L’histoire coloniale n’est pas idyllique, mais à moins d’être un ignorant ou un fripon, on est bien forcé de reconnaître que l’indigène est mieux traité par le conquérant, même cruel, que par ses propres chefs. Pour ce qui est de notre pays, il a poussé jusqu’à l’imbécillité sa générosité. Émile Buré (L’Ordre).
Si l’intelligence est fonction de la vacherie, autour de tes discours, nous devinons, cher Émile, que tu es le plus malin des Pipi la Buré. Mais, que diras-tu, le beau matin que les Patagons, s’étant aperçus enfin de leur mission civilisatrice, tu devras faire le zouave dans leur charmante et lointaine Patagonie ? Va donc voir, en attendant, au-dessus de Saint-Raphaël, les jolies tombes que notre beau pays généreux jusqu’à l’imbécillité a bien voulu offrir à ses sujets indigènes qui eurent le tort de ne point s’acclimater.
Et la résignation chrétienne de nos journaux, lorsqu’ils ont à nous dire, un jour de Pentecôte, que la police de Calcutta dut tirer sur une foule de 1.500 indigènes qui se livraient à la fabrication du sel ?
Ça va, ça va.
Et les poursuites contre ce professeur qui n’applaudit point à notre œuvre colonisatrice ?

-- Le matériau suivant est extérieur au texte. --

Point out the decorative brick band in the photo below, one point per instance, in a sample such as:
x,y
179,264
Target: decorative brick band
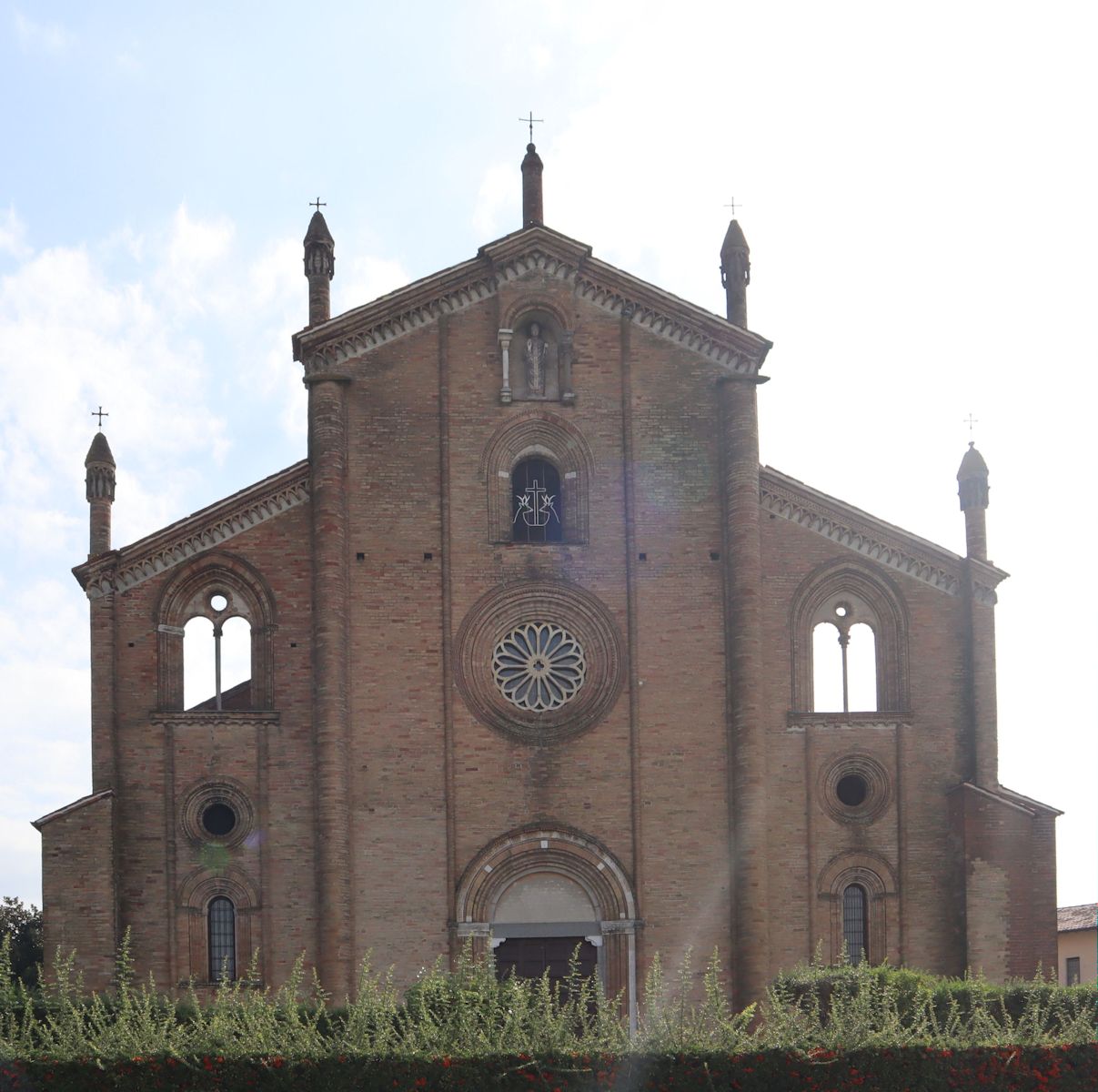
x,y
861,539
645,312
165,551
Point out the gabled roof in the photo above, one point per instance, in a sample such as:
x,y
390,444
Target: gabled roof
x,y
1070,918
1003,795
94,798
195,534
355,333
874,539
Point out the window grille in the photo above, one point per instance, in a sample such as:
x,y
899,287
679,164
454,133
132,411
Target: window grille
x,y
222,921
535,502
854,934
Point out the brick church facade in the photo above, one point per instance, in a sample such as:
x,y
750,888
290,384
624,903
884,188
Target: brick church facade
x,y
535,661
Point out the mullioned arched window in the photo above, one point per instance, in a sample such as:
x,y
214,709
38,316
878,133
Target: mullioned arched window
x,y
849,642
214,595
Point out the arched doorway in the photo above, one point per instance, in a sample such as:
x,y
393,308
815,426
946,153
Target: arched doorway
x,y
539,923
536,895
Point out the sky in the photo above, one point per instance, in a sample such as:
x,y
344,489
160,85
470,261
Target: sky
x,y
917,184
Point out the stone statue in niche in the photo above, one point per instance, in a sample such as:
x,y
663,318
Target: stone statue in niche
x,y
535,359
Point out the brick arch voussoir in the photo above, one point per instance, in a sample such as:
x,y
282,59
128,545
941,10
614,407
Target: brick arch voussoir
x,y
537,430
208,569
568,853
534,306
871,870
201,886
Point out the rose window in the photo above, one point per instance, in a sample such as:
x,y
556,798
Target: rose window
x,y
539,666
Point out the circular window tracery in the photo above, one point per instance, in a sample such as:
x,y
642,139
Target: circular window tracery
x,y
539,666
581,662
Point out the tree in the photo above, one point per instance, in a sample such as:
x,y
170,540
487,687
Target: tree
x,y
23,925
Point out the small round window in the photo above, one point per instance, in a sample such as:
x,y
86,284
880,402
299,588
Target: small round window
x,y
218,820
220,812
854,789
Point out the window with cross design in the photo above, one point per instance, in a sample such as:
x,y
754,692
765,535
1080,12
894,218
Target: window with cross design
x,y
535,502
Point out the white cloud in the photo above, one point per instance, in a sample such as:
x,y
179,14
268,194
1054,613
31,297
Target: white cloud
x,y
51,38
497,200
14,235
365,278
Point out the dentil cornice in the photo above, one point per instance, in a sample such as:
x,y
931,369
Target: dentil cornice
x,y
197,533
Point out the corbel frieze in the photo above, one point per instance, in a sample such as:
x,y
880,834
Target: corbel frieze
x,y
862,539
144,565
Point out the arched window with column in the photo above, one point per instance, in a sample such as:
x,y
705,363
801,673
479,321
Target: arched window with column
x,y
221,933
218,924
855,935
849,642
216,623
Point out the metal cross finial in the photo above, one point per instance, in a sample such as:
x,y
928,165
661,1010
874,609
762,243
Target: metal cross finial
x,y
529,121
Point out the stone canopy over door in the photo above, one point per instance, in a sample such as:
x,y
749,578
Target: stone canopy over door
x,y
540,922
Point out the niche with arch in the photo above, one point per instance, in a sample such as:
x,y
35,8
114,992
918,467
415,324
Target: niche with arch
x,y
216,622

Et la petite guéguerre que nous mijote Mussolini, pour mieux exporter ses chemises noires (il faut de la lingerie gaie) dans le Nord de l’Afrique ?
Et les souvenirs centurionesques de toute notre chère civilisation méditerranéenne ?
Et cette vieille voyoucratie phocéenne, qui organise l’univers comme un bordel ?
Et le délire paneuropéen, qui nous barbouille d’étranges mappemondes, où s’opposent, en grandes flaques, les continents, car il ne s’agit point pour ces messieurs paneuropéens de supprimer les frontières mais de les délayer à la sauce vitriol.
Allons, courage et confiance, Pipi la Buré, les vieux gagas, les petits amis ont si bien fait joujoute avec l’univers que, bientôt, l’Océan lui-même ne sera plus qu’une eau de vaisselle patriotarde.